Archbishop Hughes made the decision to close or merge nearly two dozen parishes after Katrina. That smaller footprint has shrunk even further while the archdiocese works its way through a bankruptcy process, tied to clerical sex abuse, that has stretched nearly 5 1/2 years and almost certainly will lead to further belt-tightening.

However, as Archbishop Gregory M. Aymond has noted, Mass attendance has risen since the pandemic by 5% in each of the last two years, and he sees a vibrancy among Catholics who have been through the storm and come out on the other side. In the last two years, the archdiocese has experienced a double-digit increase in the number of new Catholics entering the church at the Easter Vigil.

And, then, there are the Sisters of St. Joseph, who decided after Katrina to lease their 24-acre motherhouse property, which was destroyed by flood and fire, to the city of New Orleans for $1 a year so that an ambitious water retention park could be created.

The congregation could have sold its property for millions as the site for future homes, but they believed in the vision of local architect David Waggonner in creating the FEMA-financed Mirabeau Water Garden as a 21st-century way of removing water from New Orleans' streets and letting it sit for days before being released slowly into the city's drainage system.

The first phase of the garden should be ready next spring.
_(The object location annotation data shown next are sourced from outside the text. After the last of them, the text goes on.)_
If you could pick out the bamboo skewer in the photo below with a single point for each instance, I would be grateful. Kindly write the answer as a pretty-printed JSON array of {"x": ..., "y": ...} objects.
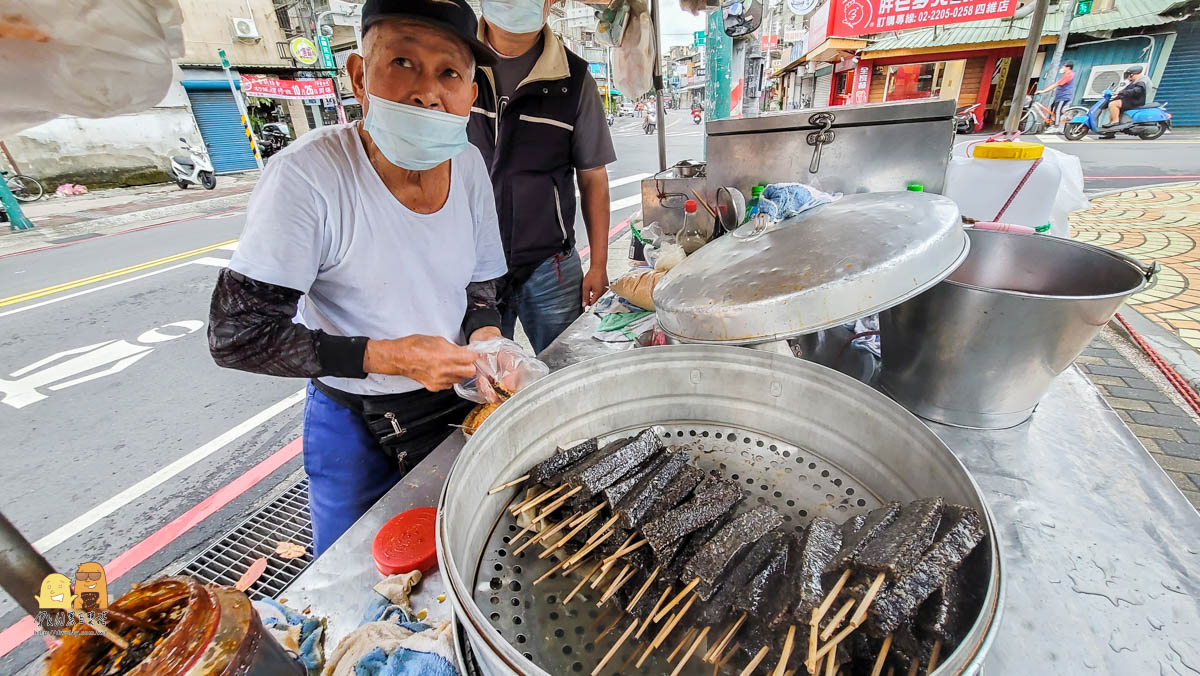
[
  {"x": 691, "y": 651},
  {"x": 787, "y": 652},
  {"x": 819, "y": 612},
  {"x": 837, "y": 620},
  {"x": 615, "y": 647},
  {"x": 754, "y": 663},
  {"x": 580, "y": 586},
  {"x": 934, "y": 656},
  {"x": 676, "y": 600},
  {"x": 642, "y": 590},
  {"x": 863, "y": 605},
  {"x": 682, "y": 642},
  {"x": 508, "y": 485},
  {"x": 651, "y": 616},
  {"x": 882, "y": 657},
  {"x": 570, "y": 533}
]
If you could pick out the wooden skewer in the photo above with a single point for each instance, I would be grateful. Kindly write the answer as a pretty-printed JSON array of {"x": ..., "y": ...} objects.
[
  {"x": 570, "y": 533},
  {"x": 882, "y": 657},
  {"x": 615, "y": 647},
  {"x": 863, "y": 605},
  {"x": 934, "y": 656},
  {"x": 682, "y": 642},
  {"x": 544, "y": 534},
  {"x": 819, "y": 612},
  {"x": 754, "y": 663},
  {"x": 539, "y": 500},
  {"x": 586, "y": 551},
  {"x": 604, "y": 528},
  {"x": 837, "y": 620},
  {"x": 509, "y": 484},
  {"x": 625, "y": 549},
  {"x": 787, "y": 652},
  {"x": 729, "y": 635},
  {"x": 641, "y": 590},
  {"x": 651, "y": 616},
  {"x": 676, "y": 600},
  {"x": 580, "y": 586},
  {"x": 691, "y": 651},
  {"x": 550, "y": 508}
]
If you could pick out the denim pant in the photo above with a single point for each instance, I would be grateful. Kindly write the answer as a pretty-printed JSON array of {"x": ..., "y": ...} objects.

"Their consistent missionary vision was how could the sisters give back to the city of New Orleans, which had been so good to them for decades," said Ed Sutoris, executive director of the congregation. "This is a key project for water management to prevent flooding and potential loss of life for the people and the city of New Orleans."

After billions of dollars spent shoring up New Orleans' hurricane defenses-the massive, rotating flood-protection wall at the head of the Mississippi River Gulf Outlet is a marvel of engineering-locals are hopeful but, if truth be told, anxious viewers of The Weather Channel.

"Could we survive it again?" Rigamer asked. "I hope we're not tested."